When I am out picking the countryside, I get talking with people. It is part of the business, and a component with which leads are found.
Plus, stories of all kinds tend to pop up.
Some are funny, others are drama packed, a few are life enriching, and there are many that are highly educational.
Then there are some that are like this one.
On one of my trips, I was traveling in a remote area, and to my dismay hit drizzling rain. However, I ended up doing some scouting, and door knocking, and after very little success, I stopped at one farm yard. After a some conversation with the owners, and a tour about their property, I ended up spending much of a day some great folks. I hope to also reconnect with them in the future.
They happen to own what had been originally multiple smaller properties. They accumulated and put them together into one larger land holding over their some years in the area. This plain, but quaint little cottage was on one of them.
Any old structure I see, in my mind, contains potential for treasure....
So I inquired about it, and got to see inside it.

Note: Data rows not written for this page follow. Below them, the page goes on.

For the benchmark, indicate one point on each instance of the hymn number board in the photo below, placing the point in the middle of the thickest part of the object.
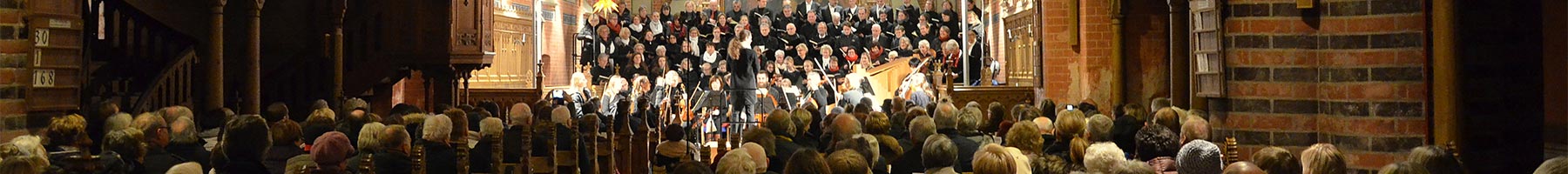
(55, 31)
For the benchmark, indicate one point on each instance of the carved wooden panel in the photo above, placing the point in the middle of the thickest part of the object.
(987, 95)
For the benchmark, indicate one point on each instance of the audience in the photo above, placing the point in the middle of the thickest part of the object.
(1322, 158)
(1201, 157)
(243, 148)
(439, 154)
(1277, 160)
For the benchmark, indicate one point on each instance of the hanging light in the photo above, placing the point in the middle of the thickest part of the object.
(603, 7)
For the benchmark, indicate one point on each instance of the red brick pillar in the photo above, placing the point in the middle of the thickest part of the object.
(251, 84)
(213, 62)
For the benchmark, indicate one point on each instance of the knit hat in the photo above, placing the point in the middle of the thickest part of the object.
(331, 150)
(1199, 157)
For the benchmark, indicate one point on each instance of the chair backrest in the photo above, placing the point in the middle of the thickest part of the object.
(368, 165)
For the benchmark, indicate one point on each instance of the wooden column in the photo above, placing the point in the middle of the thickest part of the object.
(251, 85)
(213, 62)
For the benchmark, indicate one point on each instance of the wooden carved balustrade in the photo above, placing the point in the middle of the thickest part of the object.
(137, 57)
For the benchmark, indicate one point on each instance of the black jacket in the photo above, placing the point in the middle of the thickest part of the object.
(511, 144)
(278, 157)
(389, 162)
(439, 158)
(192, 152)
(160, 160)
(909, 162)
(966, 150)
(480, 157)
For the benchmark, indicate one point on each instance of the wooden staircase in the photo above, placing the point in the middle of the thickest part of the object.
(135, 60)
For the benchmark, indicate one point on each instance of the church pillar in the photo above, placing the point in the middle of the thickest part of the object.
(213, 62)
(251, 84)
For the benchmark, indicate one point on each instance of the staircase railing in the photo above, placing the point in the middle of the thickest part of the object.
(137, 58)
(172, 87)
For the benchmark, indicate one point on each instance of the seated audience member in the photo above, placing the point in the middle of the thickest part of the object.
(1068, 126)
(1435, 160)
(1558, 165)
(1200, 157)
(1132, 166)
(847, 162)
(940, 156)
(1024, 137)
(737, 162)
(284, 144)
(1242, 168)
(1319, 158)
(783, 127)
(368, 144)
(157, 137)
(1168, 118)
(300, 164)
(807, 162)
(993, 160)
(762, 138)
(1399, 168)
(66, 138)
(480, 156)
(329, 152)
(1129, 121)
(1098, 129)
(948, 124)
(1277, 160)
(692, 168)
(123, 152)
(1050, 165)
(1156, 142)
(921, 127)
(1103, 157)
(1193, 129)
(187, 168)
(519, 121)
(186, 143)
(243, 146)
(439, 156)
(394, 157)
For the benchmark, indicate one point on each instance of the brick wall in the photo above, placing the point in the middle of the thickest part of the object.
(15, 77)
(1350, 72)
(1076, 70)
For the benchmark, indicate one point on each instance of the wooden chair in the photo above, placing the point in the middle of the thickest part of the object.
(1231, 151)
(541, 164)
(368, 165)
(419, 158)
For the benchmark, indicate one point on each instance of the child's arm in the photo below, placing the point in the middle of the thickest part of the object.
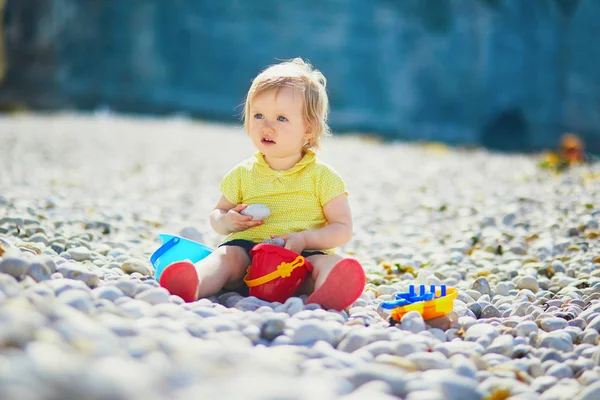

This one was chock full...
But not of treasure.
What follows is the "Cole's Notes" version of the story related to me:
It was built in the early-ish 1900s by a young man..
A young man in love.
He constructed it entirely by hand, with walls built of logs chopped from the bushland around it. He carved out a yard site for the future homestead for he and his bride-to-be, in the remote backwoods, but part of a tiny community of like minded people carving out an existence in the woods.
|View of the home's log wall structure, visible in the back of closet/pantry.|
Then what was it full of, you ask?
Actually, it is not "full," per say...
It is overflowing....
With a million pieces of one man's heart.
You see, when the home was finished, and the couple were soon to be wed, the woman deserted the young man, and left the community, all to be with another man.
A house built with love was never occupied.
A heart had shattered.
A house never made into a home.
|A window that no one would ever gaze out with their partner at the life they built together.|
|One of the many quaint window details that would never be admired by an resident.|
He went to live with his brother.
Neither he, nor his brother, ever married.
Both remained bachelors their entire lifetimes.
However, they stayed in the community.
They lived their entire lives within a country mile of this building.
It is a hand hewn testament of love, carved out of a tiny piece of the Canadian wilderness...
Which became only a little known monument to heartbreak.